在模型開發的時候,neurosymbolic AI 還會用一種叫做「neurosymbolic cycle」的流程,把學習跟形式化推理整合在一起。這個流程就是讓一個還沒完全訓練好的 AI,先從它的訓練資料裡把規則抽出來,然後再把這些整理好的知識灌回網路裡,之後再用資料繼續訓練。

This is more energy efficient because the AI needn’t store as much data, while the AI is more accountable because it’s easier for a user to control how it reaches particular conclusions and improves over time. It’s also fairer because it can be made to follow pre-existing rules, such as: “For any decision made by the AI, the outcome must not depend on a person’s race or gender”.
這樣更省電,因為 AI 不用存那麼多資料,而且 AI 也更負責任,使用者更容易控制它是怎麼得出結論的,而且會隨著時間越來越進步。這也更公平,因為可以讓它遵守一些既定的規則,像是:「AI 做任何決定時,結果都不能跟一個人的種族或性別有關。」

The third wave  第三波

The first wave of AI in the 1980s, known as symbolic AI, was actually based on teaching computers formal rules that they could then apply to new information.
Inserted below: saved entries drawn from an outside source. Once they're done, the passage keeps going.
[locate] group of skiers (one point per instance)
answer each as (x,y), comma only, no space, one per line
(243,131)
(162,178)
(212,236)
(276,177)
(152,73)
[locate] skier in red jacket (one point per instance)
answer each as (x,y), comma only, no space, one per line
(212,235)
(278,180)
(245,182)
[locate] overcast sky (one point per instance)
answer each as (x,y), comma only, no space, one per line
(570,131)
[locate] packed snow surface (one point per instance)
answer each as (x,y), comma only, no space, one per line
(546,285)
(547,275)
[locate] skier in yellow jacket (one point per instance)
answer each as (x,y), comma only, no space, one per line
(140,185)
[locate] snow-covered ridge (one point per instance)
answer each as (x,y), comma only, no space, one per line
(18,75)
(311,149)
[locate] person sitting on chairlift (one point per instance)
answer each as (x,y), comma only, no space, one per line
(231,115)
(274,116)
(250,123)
Deep learning followed as the second wave in the 2010s, and many see neurosymbolic AI as the third.
1980 年代的第一波 AI,叫做 symbolic AI,其實就是教電腦一些正式的規則,然後它們就可以把這些規則套用到新的資訊上。接著在 2010 年代出現了第二波的 Deep learning,很多人都覺得 neurosymbolic AI 就是第三波。
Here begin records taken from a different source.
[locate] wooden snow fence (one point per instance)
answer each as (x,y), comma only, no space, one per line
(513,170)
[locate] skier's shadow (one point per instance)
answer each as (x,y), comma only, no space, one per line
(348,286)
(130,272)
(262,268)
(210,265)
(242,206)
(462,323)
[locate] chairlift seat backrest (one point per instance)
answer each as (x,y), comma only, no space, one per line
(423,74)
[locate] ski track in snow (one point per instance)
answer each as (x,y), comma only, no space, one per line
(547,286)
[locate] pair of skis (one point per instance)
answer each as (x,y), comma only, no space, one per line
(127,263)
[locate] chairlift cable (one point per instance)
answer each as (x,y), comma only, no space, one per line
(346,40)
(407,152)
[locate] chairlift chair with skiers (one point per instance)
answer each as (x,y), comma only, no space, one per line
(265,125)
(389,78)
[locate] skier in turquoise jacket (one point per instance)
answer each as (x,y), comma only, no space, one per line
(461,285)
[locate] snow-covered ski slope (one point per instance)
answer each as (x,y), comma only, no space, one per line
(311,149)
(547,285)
It’s easiest to apply neurosymbolic principles to AI in niche areas, because the rules can be clearly defined. So it’s no surprise that we’ve seen it first emerge in Google’s AlphaFold, which predicts protein structures to help with drug discovery; and AlphaGeometry, which solves complex geometry problems.
把 neurosymbolic 的原理應用在 AI 上,在特定領域會比較容易,因為規則可以定義得很清楚。所以我們看到它最先出現在 Google 的 AlphaFold 和 AlphaGeometry,一點都不意外。AlphaFold 可以預測蛋白質結構,對藥物開發很有幫助;AlphaGeometry 則是專門解決複雜的幾何問題。

For more broad-based AIs, China’s DeepSeek uses a learning technique called “distillation” which is a step in the same direction. But to make neurosymbolic AI fully feasible for general models, there still needs to be more research to refine their ability to discern general rules and perform knowledge extraction.
至於更廣泛的 AI,中國的 DeepSeek 用了一種叫做「蒸餾」(distillation)的學習技術,這也算是往同一個方向邁進了一步。不過,要讓 neurosymbolic AI 對於通用模型來說完全可行,還是需要更多研究來精進它們辨識通用規則和提取知識的能力。
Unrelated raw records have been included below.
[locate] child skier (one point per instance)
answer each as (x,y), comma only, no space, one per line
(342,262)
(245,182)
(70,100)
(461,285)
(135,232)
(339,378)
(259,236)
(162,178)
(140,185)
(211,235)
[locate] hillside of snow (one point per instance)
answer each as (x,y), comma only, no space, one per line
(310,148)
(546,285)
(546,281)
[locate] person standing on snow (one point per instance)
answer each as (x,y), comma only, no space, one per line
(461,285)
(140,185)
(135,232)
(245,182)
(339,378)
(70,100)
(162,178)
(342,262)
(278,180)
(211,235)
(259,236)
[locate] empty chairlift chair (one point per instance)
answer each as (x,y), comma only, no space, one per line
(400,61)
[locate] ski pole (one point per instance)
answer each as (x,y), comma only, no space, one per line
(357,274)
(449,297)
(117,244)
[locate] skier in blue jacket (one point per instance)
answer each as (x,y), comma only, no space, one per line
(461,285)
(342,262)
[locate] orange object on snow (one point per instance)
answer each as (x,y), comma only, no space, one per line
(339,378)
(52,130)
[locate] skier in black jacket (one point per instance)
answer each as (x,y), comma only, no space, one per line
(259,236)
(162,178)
It’s unclear to what extent LLM makers are working on this already. They certainly sound like they’re heading in the direction of trying to teach their models to think more cleverly, but they also seem wedded to the need to scale up with ever larger amounts of data.
現在還不確定那些做 LLM 的廠商到底在這方面下了多少功夫。聽起來他們確實是想讓模型學得更聰明,但他們好像也離不開靠海量數據來擴大規模這條路。

The reality is that if AI is going to keep advancing, we will need systems that adapt to novelty from only a few examples, that check their understanding, that can multitask and reuse knowledge to improve data efficiency and that can reason reliably in sophisticated ways.
說真的啦,如果 AI 要繼續進步,我們就需要那種只要看幾個例子就能學會新東西、會自己檢查理解對不對、能同時處理好幾件事、還能把學到的知識拿來重複利用,這樣資料才不會浪費,而且最重要的是,它得能用很厲害的方式可靠地推理才行。

This way, well designed digital technology could potentially even offer an alternative to regulation, because the checks and balances would be built into the architecture and perhaps standardised across the industry. There’s a long way to go, but at least there’s a path ahead.
這樣一來,設計得好的數位科技搞不好還能取代法規,因為那些制衡機制會直接內建在架構裡,甚至可能成為業界標準。雖然還有很長一段路要走,但至少有個方向了。